There was a possibility that I would have to spend about 7 hours driving on December 26; half of that by myself. I must admit, when I first found out about this I began planning a binge. It went something like this. "If I can avoid sugar and binges through Christmas, then that day I will indulge. I can stop by Walmart or Target and get Reese trees. After all, they will be on sale!!! And maybe some of that caramel Hershey's Pot of Gold candy. After that, maybe I'll get some pizza".
I found out last night that I probably won't have to make that trip, but I may have to spend about an hour driving this Sunday afternoon. Again, I immediately thought about eating. As my thoughts turned to food, I realized I was a tiny bit hungry. Not much, mind you, just a little bit. I'd eaten a healthy, filling dinner. I'd exercised. (There are a few pretty good workout options on Netflix instant, by the way) Nevertheless, I convinced myself that I was hungry.

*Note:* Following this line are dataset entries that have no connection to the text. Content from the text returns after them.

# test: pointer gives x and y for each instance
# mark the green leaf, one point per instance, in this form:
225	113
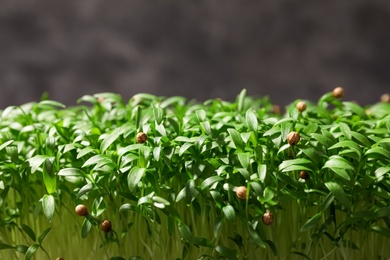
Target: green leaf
251	120
49	178
51	103
21	249
381	171
158	114
31	251
323	139
375	151
71	172
229	212
201	241
237	139
48	206
337	191
294	162
185	231
244	159
381	230
184	148
241	100
361	139
43	235
5	246
37	161
134	177
210	181
301	254
336	161
110	139
28	231
356	109
86	227
6	144
262	171
201	115
312	222
97	159
226	252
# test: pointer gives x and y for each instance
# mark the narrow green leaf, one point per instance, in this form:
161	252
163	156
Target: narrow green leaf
262	171
43	235
184	148
85	228
71	172
210	181
110	139
251	120
244	159
5	246
237	140
28	231
312	222
375	151
381	171
48	206
201	115
21	249
361	139
337	191
134	177
241	100
381	230
51	103
36	162
226	252
336	161
229	212
31	251
49	178
289	163
158	114
185	232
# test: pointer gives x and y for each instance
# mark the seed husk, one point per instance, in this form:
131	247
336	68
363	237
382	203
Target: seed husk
268	218
106	225
385	98
293	138
81	210
338	92
141	137
241	192
301	106
303	175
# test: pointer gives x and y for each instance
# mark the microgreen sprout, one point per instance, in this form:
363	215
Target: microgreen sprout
181	179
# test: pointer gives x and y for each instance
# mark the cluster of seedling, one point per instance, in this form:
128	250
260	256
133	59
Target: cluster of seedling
186	180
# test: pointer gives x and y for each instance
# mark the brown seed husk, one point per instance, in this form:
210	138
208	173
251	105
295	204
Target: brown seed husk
301	106
241	192
268	218
338	92
141	137
385	98
293	138
106	225
303	175
81	210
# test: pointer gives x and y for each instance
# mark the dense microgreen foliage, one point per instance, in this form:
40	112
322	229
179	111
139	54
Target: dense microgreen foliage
174	195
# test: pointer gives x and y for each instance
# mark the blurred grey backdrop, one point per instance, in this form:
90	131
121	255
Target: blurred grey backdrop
198	49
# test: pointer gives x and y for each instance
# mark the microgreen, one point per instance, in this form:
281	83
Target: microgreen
188	180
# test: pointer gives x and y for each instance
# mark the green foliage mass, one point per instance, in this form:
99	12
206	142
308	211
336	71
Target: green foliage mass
174	195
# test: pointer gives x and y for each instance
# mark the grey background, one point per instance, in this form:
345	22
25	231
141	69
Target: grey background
199	49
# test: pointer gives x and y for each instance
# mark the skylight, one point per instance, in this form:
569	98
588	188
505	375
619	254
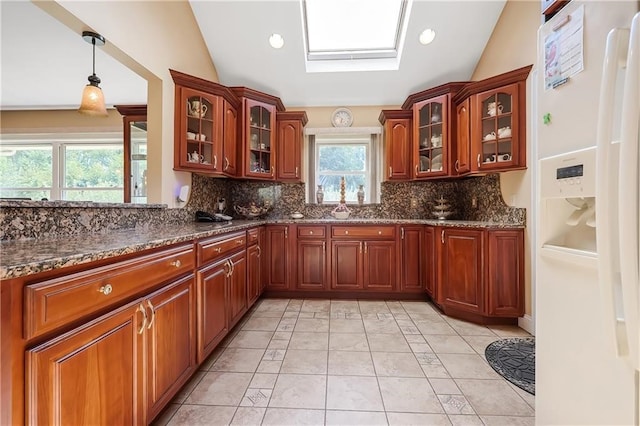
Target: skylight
343	35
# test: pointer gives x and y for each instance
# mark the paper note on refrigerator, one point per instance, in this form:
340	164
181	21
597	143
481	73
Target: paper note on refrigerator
564	50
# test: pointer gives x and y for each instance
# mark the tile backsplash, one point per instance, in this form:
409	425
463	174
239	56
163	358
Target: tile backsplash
27	220
396	199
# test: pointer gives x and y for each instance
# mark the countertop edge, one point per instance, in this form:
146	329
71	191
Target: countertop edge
150	238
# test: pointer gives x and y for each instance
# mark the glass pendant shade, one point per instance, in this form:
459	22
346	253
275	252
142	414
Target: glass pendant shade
92	97
93	101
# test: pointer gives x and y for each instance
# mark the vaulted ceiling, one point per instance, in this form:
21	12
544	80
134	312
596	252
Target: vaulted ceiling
42	56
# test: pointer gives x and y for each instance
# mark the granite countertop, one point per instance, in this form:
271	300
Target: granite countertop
25	257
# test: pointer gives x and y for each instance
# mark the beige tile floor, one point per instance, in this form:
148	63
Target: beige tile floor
315	362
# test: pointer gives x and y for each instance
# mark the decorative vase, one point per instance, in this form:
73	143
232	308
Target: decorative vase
361	194
319	195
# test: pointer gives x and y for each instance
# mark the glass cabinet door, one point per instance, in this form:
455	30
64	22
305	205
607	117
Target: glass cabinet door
431	136
497	142
260	141
201	142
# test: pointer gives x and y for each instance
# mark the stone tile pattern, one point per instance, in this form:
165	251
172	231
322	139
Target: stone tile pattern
285	199
351	362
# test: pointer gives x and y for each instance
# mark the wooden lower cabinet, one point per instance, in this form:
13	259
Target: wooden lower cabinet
412	261
358	265
254	274
278	263
379	265
481	272
505	273
311	265
461	280
212	307
171	348
222	300
346	265
237	288
91	375
98	373
429	263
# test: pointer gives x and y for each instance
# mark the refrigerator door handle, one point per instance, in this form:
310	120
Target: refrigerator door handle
606	191
628	192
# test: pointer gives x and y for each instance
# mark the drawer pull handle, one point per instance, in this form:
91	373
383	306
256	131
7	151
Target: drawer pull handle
106	289
153	314
144	318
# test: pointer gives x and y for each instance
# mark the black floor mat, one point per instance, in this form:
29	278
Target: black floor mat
515	360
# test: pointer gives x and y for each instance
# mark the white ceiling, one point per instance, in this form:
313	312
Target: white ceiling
45	64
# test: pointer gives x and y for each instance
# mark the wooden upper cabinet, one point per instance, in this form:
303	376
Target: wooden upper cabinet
462	164
431	136
290	137
398	149
505	286
230	140
257	138
498	122
461	283
204	128
411	250
277	259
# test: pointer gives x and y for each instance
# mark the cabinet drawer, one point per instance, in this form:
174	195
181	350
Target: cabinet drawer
56	302
252	236
213	248
363	231
311	231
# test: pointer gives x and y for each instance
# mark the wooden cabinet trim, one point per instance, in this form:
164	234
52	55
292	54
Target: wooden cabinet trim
216	247
53	303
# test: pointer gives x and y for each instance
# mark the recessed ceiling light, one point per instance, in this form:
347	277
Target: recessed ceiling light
276	41
427	36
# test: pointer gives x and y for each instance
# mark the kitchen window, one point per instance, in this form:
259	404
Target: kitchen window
75	169
352	156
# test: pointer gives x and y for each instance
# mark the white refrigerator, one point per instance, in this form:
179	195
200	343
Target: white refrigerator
587	298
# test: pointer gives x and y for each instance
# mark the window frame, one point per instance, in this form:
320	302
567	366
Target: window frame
58	143
352	135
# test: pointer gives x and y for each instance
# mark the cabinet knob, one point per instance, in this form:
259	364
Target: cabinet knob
142	310
106	289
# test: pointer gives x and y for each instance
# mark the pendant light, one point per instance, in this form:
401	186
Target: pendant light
92	96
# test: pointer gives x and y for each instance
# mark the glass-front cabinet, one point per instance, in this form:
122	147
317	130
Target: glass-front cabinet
495	129
257	141
260	154
431	138
201	140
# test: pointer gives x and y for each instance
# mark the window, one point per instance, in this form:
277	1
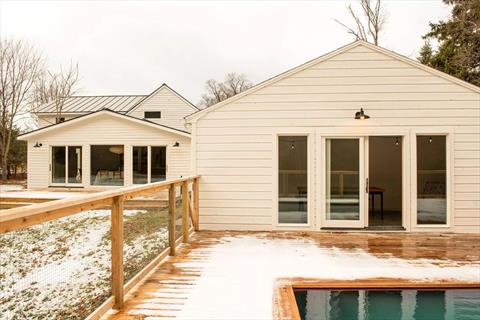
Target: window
158	164
431	180
149	164
66	164
106	165
140	165
343	179
292	179
152	114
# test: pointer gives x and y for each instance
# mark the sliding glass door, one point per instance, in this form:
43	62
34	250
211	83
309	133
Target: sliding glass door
149	164
344	182
66	165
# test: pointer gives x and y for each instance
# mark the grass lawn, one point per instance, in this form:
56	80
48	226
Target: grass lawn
61	269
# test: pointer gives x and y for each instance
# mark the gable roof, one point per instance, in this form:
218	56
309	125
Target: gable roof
109	112
164	86
394	55
83	104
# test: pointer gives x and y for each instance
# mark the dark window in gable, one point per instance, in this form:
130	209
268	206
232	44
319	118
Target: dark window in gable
152	114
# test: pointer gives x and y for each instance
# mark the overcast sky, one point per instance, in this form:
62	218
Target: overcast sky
131	47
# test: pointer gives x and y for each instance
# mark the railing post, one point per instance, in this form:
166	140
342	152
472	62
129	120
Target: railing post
117	251
171	218
196	203
185	210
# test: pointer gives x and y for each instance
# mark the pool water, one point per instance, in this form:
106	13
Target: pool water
317	304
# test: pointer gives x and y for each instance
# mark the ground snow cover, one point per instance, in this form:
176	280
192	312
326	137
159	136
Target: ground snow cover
61	269
238	280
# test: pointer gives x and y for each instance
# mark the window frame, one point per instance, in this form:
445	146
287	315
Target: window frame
149	162
448	133
50	166
310	134
152	112
90	165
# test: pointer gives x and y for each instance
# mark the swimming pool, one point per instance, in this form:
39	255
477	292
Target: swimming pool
436	304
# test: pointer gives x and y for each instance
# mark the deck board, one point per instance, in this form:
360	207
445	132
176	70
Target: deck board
166	291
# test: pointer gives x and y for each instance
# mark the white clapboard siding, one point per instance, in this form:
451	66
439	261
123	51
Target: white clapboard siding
106	129
234	149
173	108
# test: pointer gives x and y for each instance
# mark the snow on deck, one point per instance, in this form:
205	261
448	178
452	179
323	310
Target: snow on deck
233	276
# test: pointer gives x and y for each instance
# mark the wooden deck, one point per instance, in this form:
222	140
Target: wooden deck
169	289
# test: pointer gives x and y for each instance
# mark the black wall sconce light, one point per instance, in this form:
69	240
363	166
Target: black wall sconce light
360	115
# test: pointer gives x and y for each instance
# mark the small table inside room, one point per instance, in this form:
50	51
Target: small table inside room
372	192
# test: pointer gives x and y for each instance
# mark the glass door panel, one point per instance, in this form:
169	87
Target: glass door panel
140	165
58	165
293	179
344	182
158	170
74	164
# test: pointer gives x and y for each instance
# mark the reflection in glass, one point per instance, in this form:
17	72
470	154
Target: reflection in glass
158	164
343	180
106	165
140	165
58	164
431	180
292	179
74	164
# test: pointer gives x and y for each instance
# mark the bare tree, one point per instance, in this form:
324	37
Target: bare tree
56	87
20	67
369	23
216	92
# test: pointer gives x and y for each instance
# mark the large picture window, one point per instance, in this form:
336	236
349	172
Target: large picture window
343	179
140	165
149	164
292	179
431	180
158	158
66	165
106	163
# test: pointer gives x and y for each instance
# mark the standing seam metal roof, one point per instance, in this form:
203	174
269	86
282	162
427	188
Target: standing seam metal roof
83	104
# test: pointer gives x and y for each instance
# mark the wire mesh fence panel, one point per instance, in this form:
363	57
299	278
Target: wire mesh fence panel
145	231
58	269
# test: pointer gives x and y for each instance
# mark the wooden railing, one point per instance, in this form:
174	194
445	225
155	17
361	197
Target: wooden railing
22	217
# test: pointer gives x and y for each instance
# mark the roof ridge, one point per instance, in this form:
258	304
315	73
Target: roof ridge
109	95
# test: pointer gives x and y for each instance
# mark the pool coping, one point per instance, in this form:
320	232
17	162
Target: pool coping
285	305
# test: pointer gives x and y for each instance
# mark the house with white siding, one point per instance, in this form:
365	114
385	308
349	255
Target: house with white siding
361	137
110	141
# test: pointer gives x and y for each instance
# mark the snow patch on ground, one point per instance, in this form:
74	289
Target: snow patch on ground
237	281
61	269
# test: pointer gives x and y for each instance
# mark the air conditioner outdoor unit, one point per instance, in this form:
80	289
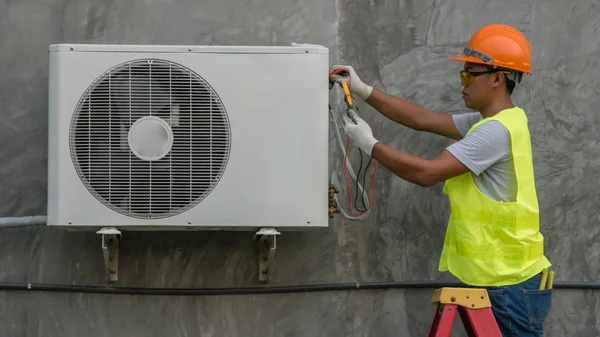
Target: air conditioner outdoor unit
188	137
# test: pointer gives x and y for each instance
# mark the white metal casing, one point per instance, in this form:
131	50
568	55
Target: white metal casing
276	101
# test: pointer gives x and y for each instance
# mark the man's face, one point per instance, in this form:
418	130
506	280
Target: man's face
479	83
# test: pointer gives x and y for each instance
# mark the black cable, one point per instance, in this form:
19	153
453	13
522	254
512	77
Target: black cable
364	181
267	289
356	186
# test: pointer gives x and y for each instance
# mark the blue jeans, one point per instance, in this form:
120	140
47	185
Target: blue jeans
520	309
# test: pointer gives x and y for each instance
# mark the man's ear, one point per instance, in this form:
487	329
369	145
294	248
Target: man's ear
499	79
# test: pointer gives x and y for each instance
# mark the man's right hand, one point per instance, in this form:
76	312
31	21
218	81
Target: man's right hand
357	87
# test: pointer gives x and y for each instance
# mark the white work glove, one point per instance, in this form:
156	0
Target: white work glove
360	133
357	87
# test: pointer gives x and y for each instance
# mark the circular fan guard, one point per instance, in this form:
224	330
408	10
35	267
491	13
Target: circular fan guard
181	124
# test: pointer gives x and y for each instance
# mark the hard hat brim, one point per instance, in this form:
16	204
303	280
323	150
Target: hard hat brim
473	59
470	59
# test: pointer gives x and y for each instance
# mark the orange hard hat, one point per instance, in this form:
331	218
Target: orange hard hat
498	45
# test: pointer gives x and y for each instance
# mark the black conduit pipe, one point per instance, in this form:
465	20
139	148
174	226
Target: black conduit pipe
101	289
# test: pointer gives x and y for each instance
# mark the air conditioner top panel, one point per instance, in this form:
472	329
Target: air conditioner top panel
294	48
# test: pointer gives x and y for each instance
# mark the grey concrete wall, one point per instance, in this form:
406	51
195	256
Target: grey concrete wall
401	47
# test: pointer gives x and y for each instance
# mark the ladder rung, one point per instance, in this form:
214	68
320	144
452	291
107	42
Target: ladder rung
473	298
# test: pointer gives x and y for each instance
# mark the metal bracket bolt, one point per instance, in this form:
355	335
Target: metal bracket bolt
110	251
267	243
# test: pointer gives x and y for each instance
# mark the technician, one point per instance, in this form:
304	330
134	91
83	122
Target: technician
493	238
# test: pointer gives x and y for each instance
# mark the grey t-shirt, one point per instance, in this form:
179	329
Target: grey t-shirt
486	152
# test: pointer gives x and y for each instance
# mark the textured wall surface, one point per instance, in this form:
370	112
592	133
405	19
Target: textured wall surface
399	46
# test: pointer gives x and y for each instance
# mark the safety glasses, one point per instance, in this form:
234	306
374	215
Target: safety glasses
468	77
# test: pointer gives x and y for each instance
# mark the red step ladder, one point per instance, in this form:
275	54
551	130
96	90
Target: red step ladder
474	308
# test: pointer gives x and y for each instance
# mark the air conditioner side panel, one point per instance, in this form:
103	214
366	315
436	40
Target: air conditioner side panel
277	173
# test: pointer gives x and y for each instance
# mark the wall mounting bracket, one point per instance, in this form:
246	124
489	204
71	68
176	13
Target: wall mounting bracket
110	251
267	243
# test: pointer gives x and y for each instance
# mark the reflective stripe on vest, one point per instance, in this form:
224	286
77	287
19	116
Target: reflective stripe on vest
490	243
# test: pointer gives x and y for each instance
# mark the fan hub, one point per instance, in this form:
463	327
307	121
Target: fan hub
150	138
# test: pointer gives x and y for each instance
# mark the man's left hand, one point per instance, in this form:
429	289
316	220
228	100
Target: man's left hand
360	133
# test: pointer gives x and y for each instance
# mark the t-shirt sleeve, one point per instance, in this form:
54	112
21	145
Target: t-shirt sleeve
484	146
465	121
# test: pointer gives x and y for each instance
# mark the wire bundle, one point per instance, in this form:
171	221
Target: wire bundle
356	213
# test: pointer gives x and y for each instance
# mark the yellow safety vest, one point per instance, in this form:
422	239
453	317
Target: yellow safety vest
490	243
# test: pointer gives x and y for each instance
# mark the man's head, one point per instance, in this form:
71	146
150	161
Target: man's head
495	60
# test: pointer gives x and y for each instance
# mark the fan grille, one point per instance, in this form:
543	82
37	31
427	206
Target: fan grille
193	143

As I began to think about food, I wondered how my weight was. I planned to weigh myself on Saturday. I weighed myself last night, and I had lost weight since the last time I weighed in. Somehow, I turned this into justification for overeating.
I started with a ham sandwich on whole wheat with lite mayo and cheese. This wasn't a horrible choice. I should have stopped there. This lead to cheese and crackers. Which lead to graham crackers. Then chex mix with peanuts. Then bread with butter and jelly.
I'm feeling the effects of all of the salt this morning. I'm so thirsty. My hands are a bit swollen. Yuck.
Somewhere during the binge planning when I originally thought I'd be driving by myself for 3 1/2 hours, I began thinking about my future. There will be a time, probably 4-8 years from now, that I won't have kids living at home. What if my husband still has a job like he does now where he travels a lot? With that much time alone, how will I maintain weight loss? Should I even bother with this? Yes, I should. While the reality of this is that I will likely always struggle with food, I don't have to resign myself to eventual failure.
I'm eating a healthy breakfast this morning and moving on.